As I prepared to focus on the writing of Empire Made Me in the late 1990s I developed a database listing the names of just over 2,000 men. In 1999 I posted a version of it online, and broadcast the fact to a few family history websites. I have added to it over the years, and it now has details of some 2,745 men. I thought that perhaps a few people might get in touch, and might have additional documents or information about the lives of the men that would help me better understand their lives, and so the context for Maurice Tinkler’s story. In return I would be able to tell them the basic outlines of their careers, and perhaps, where I had looked at personnel files, more information that might be useful.
In fact relatives or descendents of a strikingly large proportion of the men have got in touch over the years. They have emailed or written from across the world, sending me details, documents and photographs. I have done my best to answer them all as fully as possible. This last Christmas season brought emails concerning another five men. My correspondents were in Canada, Australia, Hong Kong and the UK, and they asked about men who joined in the 1910s, 1920s and 1930s, who served for three years, and for almost twenty, who moved on elsewhere after their service, or who stayed in China: a good cross-section. Generally I have had additional information to pass on, although sometimes nothing more than that bare outline, date of joining, leaving, promotion to Sergeant etc.

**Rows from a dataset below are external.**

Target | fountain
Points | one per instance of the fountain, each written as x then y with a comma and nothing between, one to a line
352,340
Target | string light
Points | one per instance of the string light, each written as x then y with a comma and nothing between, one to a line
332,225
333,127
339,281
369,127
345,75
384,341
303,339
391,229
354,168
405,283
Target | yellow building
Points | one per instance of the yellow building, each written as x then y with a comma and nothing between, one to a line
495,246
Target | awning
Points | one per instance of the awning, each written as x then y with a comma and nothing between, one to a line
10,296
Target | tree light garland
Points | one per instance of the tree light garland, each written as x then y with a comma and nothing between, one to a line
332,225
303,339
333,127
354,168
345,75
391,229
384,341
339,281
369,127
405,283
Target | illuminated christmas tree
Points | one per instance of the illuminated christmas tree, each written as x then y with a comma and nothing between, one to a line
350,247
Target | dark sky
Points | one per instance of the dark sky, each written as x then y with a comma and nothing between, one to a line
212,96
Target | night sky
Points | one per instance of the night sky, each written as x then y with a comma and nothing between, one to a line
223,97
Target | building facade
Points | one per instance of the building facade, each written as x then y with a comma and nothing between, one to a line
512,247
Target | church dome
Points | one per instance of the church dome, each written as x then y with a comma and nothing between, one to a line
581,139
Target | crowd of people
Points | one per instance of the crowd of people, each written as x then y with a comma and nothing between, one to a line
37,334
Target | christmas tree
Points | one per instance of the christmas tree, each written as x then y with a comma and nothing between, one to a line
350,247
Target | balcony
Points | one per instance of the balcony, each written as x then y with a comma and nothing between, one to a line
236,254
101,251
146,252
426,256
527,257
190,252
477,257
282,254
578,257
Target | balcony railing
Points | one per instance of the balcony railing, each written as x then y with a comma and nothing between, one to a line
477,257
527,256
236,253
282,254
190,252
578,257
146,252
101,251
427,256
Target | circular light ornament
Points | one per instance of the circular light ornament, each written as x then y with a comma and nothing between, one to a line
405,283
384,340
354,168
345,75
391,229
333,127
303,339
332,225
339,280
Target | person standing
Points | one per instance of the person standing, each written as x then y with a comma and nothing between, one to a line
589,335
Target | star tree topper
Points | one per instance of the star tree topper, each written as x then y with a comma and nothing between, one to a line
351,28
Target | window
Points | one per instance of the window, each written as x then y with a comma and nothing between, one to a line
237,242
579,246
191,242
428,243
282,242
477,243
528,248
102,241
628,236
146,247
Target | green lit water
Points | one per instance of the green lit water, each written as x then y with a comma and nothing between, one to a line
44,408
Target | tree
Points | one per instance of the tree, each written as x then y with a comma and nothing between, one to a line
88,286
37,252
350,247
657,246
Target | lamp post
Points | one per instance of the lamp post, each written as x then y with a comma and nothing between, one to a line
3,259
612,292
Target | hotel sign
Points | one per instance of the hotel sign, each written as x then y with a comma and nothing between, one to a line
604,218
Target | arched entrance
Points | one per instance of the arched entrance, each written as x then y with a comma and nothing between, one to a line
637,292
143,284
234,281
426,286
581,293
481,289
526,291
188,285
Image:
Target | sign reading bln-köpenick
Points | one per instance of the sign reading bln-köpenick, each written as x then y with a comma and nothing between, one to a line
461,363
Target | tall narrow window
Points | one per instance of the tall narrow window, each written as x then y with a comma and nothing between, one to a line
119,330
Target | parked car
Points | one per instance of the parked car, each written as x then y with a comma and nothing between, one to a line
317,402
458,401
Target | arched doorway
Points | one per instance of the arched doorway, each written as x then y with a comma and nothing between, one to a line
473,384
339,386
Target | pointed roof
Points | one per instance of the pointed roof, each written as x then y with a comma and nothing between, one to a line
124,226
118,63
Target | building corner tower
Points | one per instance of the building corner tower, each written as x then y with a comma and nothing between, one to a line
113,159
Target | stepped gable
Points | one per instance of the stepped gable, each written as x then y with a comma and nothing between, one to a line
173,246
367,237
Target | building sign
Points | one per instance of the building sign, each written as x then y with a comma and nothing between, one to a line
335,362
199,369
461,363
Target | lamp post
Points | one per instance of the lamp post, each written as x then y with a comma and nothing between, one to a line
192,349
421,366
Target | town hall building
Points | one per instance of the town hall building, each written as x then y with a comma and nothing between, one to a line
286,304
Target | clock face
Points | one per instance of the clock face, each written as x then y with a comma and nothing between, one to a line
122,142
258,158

The information people have provided has immeasurably enriched my work, providing new data for the database, but more importantly a rich trove of stories, documents and especially photographs, many of which have found their way into the ‘Historical Photographs of China‘ collections. More than anything, it was the old Shanghai photographs which arrived as attachments which laid the groundwork for that project. Medal and gun collectors have also written, and policemen, as well as afficionados of unarmed combat, and knife-fighting. (Part of the SMP’s complex legacy was the work undertaken there by W. E. Fairbairn, and then taken into his service with clandestine warfare units during World War Two).
More than data, perhaps, the flow of correspondence reminded me that I was dealing with a living story, with men and women still very much alive within family memories, and sometimes still very much alive, and with with their own strong views on the Shanghai saga. It was and remains a helpful corrective, keeping this historian alert to the fact that his work concerns people, and not simply characters from the dead archive. So keep those emails coming.